Mr Ediboglu said the government was trying to win local, parliamentary and presidential elections in 2014 and 2015 by exploiting the religious feelings of voters.

"This is not piety, this is doing politics with religion," he said. Mr Ediboglu said the AKP's decision to end the ban of the headscarf for female students at Turkey's universities a few years ago had served the same aim.

Istanbul has a rich heritage of Muslim, Christian and Jewish history and is home to two of the most famous Ottoman mosques in the world, the Blue Mosque and the Suleymaniye Mosque. The Hagia Sophia, a Byzantine church built 1,500 years ago, served as the principal Ottoman mosque for centuries, but was turned into a museum after the founding of the republic in 1923.

The new mosque will overshadow some of Istanbul's famous houses of worship by its sheer size, critics say. The Blue Mosque is the only mosque with six minarets in Istanbul's central area so far. A newly-built mosque in the outlying disctrict of Arnavutkoy has six minarets as well, but is far from the inner city.

On Camlica, the area surrounding the mosque will cover a total of 250,000 square meters and feature a museum, a cafe, children's playgrounds, a platform offering a view of Istanbul and a park, Mustafa Kara, the mayor of Uskudar, the Istanbul district that includes Camlica, told a television interviewer last month.

"It is a big project," he said, adding that the order to build the mosque had come from the ministry for construction in Ankara. "When we received the plans, we were very excited," Mr Kara, who is a member of the AKP, said in the interview.

According to news reports, Mr Erdogan personally ordered some changes to the design of the mosque. The reports put the cost of the project at 100m Lira (Dh204m). There has been no official statement about the cost.

The prime minister announced the Camlica mosque project last year and immediately angered critics by declaring his government was building a mosque "that can be seen from everywhere in Istanbul".

The CHP in Uskudar and Turkey's Chamber of Architects have turned to the courts to stop the project. "The plan will bring with it a destruction of the Istanbul and the Bosphorus silhouette," the chamber said in a statement.

Other critics point out that no one in Uskudar had asked for a mosque to be built on the hill in the first place.

Canan Gullu, president of the Federation of Turkish Women's Associations and an outspoken critic of the Erdogan government, said there was "no shortage of mosques" in the country.

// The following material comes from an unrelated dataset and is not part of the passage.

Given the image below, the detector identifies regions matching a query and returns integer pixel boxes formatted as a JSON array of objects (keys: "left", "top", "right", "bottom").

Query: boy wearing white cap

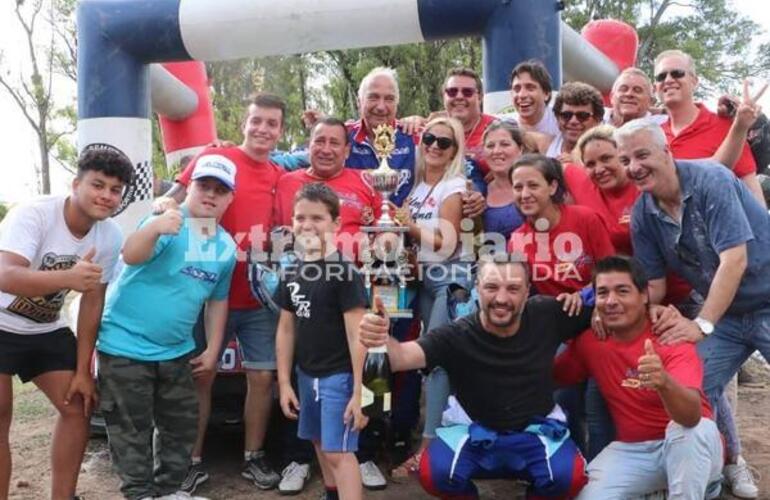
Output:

"Our prime minister wants to erect a monument to himself and the AKP," Ms Gullu said by telephone yesterday. She added that the project was also a sign that under Mr Erdogan, Turkey was turning more and more towards the Muslim world.

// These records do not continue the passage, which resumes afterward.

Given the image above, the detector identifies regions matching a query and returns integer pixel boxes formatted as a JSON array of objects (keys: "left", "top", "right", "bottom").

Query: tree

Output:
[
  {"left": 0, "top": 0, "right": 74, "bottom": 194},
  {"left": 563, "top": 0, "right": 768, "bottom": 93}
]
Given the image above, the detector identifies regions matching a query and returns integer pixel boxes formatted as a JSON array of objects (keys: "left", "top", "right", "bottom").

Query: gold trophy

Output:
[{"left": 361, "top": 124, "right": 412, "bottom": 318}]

"A mosque that can be seen from every point in Istanbul will be a clear message to the Middle East," she said. "The AKP has stressed the fact that Turkey is a Muslim country in certain areas ever since 2002. If that is modernity, I don't want to see it."

But it remains unclear whether the worries about the Camlica mosque would have any effect on the project itself.

Mr Ediboglu, the CHP politician, said the AKP was looking only at its own grass roots and was not interested in what other parts of society felt.

"Concern about the AKP is growing" in Turkish society as a whole, he said. "But they want votes, they want to stay in power. They are only watching their own followers."